The aim of this study was to investigate whether norepinephrine (NE) could regulate macrophage production of tumor necrosis factor alpha (TNF-α) by influencing the phosphorylation of mitogen-activated protein kinases (MAPKs). Primary macrophages from male BALB/c mice were applied to explore the mechanism by which NE influences the the secretion of TNF-α when macrophages were activated by lipopolysaccharides (LPS). We found that NE could increase crophage production of TNF-α when macrophages were activated by LPS, and this effect could be inhibited by α adrenergic antagonist phentolamine. Also, NE could increase the phosphorylation of c-Jun N-terminal kinase (JNK), extracellular signal-regulated kinases (ERK), and p38, through α receptor. Furthermore, JNK inhibitor SP600125, ERK inhibitor U0126, and p38 inhibitor SB203580 could all partially counteract NE's effect on the phosphorylation of MAPKs, as well as TNF-α production by macrophages. This study revealed that as macrophages were activated by LPS, NE promoted the secretion of inflammatory factors by increasing the phosphorylation of MAPKs through an α receptor-dependent pathway. Our results provide the evidence of a relationship between stress and diseases, as well as the mechanism by which stress induces or affects the inflammation-related diseases.
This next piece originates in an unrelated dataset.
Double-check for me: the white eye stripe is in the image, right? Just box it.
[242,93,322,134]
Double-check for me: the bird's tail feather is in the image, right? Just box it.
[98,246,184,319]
本研究旨在探讨去甲肾上腺素(NE)是否通过影响丝裂原活化蛋白激酶(MAPKs)的磷酸化来调节巨噬细胞产生肿瘤坏死因子-α(TNF-α)。应用雄性 BALB/c 小鼠原代巨噬细胞,探索 NE 影响 LPS 激活巨噬细胞时 TNF-α分泌的机制。我们发现,NE 可以增加 LPS 激活的巨噬细胞 TNF-α的产生,而这种作用可以被α肾上腺素能拮抗剂酚妥拉明抑制。此外,NE 通过α受体增加 c-Jun N 末端激酶(JNK)、细胞外信号调节激酶(ERK)和 p38 的磷酸化。进一步的,JNK 抑制剂 SP600125、ERK 抑制剂 U0126 和 p38 抑制剂 SB203580 均可部分拮抗 NE 对 MAPKs 磷酸化以及巨噬细胞 TNF-α产生的作用。本研究揭示,在 LPS 激活的巨噬细胞中,NE 通过α受体依赖性途径增加 MAPKs 的磷酸化,促进炎症因子的分泌。我们的结果为应激与疾病之间的关系以及应激诱导或影响炎症相关疾病的机制提供了证据。